Rem Koolhaas ha lavorato a lungo intorno alla definizione di un'adeguata strategia di progetto volta al superamento del problema delle limitazioni che gli edifici (e i loro spazi) determinano sull'utente e sui suoi movimenti. Koolhaas progetta spazi affinchè il corpo si possa muovere con maggiore libertà rispetto alla produzione edilizia corrente.
Parte da una considerazione: l'architettura è una prigione del corpo. Se, infatti, si costruisce un muro, viene automaticamente abolita una direzione verso cui ci si può muovere. Se i muri sono due -per esempio in un corridoio- di direzioni da percorrere ne resta una sola. Se si pensa a una casa tradizionale, a ogni stanza corrisponde una funzione (letto, bagno, cucina, soggiorno) e l'utente, come in una sorta di schiavitù, ogni giorno ripetete lo stesso rituale: ci si alza, si va in bagno, poi in cucina...
Gli edifici di Rem Koolhaas, a guardar bene, giocano molto sulle trasparenze. Sono il modo più semplice attraverso cui liberarsi dalla schiavitù, se non altro percettiva, della materia muraria. La stessa strategia progettuale, però, gioca anche sulla forma degli spazi: non più scatole statiche destinate alla sosta e alla contemplazione ma luoghi che si inseguono, si agganciano e si scontrano l'uno con l'altro. Sino a arrivare ai piani inclinati dove è negata la orizzontalità dei pavimenti.
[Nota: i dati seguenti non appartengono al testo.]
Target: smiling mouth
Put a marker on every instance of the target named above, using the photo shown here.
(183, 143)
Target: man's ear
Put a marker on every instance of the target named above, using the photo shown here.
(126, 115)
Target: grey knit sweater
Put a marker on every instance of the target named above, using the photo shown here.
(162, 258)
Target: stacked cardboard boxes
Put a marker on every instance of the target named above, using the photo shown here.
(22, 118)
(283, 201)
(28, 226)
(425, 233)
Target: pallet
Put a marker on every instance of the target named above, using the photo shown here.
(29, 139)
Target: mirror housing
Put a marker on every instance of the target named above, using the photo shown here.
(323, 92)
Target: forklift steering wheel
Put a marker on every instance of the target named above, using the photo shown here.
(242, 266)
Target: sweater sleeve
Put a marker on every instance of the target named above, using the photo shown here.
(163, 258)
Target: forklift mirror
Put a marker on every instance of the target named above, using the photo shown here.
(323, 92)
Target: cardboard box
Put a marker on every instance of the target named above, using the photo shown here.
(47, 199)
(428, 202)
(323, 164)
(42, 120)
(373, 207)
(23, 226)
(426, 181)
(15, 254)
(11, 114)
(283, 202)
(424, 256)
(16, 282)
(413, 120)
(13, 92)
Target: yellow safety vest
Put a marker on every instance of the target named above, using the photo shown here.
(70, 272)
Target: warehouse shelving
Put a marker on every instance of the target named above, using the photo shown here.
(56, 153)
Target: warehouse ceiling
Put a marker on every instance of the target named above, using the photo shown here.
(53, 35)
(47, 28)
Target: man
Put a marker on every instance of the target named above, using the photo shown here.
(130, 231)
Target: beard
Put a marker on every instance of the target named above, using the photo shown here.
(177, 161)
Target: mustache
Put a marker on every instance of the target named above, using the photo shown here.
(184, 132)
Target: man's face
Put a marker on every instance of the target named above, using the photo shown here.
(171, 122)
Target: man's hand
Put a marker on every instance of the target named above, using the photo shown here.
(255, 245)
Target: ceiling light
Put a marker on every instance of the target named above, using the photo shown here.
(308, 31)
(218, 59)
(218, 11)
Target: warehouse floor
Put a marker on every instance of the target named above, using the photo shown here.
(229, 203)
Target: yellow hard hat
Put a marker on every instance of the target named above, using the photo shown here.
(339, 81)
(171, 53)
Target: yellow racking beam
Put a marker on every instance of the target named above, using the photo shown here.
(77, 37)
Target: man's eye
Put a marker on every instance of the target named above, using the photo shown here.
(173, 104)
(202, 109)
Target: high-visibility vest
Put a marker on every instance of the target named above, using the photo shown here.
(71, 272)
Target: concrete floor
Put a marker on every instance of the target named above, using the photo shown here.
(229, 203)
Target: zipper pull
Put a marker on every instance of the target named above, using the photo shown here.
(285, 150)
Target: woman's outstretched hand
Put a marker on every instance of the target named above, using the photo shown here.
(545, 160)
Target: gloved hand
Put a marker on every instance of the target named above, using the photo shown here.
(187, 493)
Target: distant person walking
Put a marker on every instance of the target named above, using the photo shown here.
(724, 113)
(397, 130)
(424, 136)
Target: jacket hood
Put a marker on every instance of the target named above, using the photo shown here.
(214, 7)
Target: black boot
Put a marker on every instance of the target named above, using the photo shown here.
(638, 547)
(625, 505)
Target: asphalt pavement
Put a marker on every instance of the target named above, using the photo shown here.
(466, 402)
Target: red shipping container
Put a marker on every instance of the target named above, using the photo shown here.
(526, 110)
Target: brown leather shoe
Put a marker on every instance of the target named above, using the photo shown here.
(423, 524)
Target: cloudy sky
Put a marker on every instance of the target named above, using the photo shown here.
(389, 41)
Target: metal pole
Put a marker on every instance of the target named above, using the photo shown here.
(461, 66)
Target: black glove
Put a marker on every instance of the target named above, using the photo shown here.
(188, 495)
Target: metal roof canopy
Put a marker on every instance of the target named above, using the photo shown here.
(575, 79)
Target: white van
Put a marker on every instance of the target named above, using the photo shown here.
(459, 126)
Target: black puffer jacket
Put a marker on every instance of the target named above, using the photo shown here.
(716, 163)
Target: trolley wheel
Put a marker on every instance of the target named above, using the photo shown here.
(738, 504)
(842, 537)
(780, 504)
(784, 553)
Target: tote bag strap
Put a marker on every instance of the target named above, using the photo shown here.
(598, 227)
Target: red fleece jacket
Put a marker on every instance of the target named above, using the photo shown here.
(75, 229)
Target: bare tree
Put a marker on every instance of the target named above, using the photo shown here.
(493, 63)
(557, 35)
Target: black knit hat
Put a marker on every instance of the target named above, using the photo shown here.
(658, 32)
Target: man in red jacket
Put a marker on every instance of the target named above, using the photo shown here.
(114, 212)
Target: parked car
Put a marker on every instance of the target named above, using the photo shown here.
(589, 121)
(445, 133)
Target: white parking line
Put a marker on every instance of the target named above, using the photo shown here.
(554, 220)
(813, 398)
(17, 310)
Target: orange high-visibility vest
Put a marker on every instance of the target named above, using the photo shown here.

Koolhaas, inoltre, centra la propria strategia sul movimento: l'architettura non è l'inerte forma del contenitore, cioè della massa muraria, ma la vita del suo contenuto e quindi, in ultima analisi, la vita dei corpi che si muovono liberamente nello spazio. Proprio a Euralille, in un unico ambiente si incontrano i movimenti di coloro che vanno in macchina, sulla metropolitana, in treno e sulle scale mobili.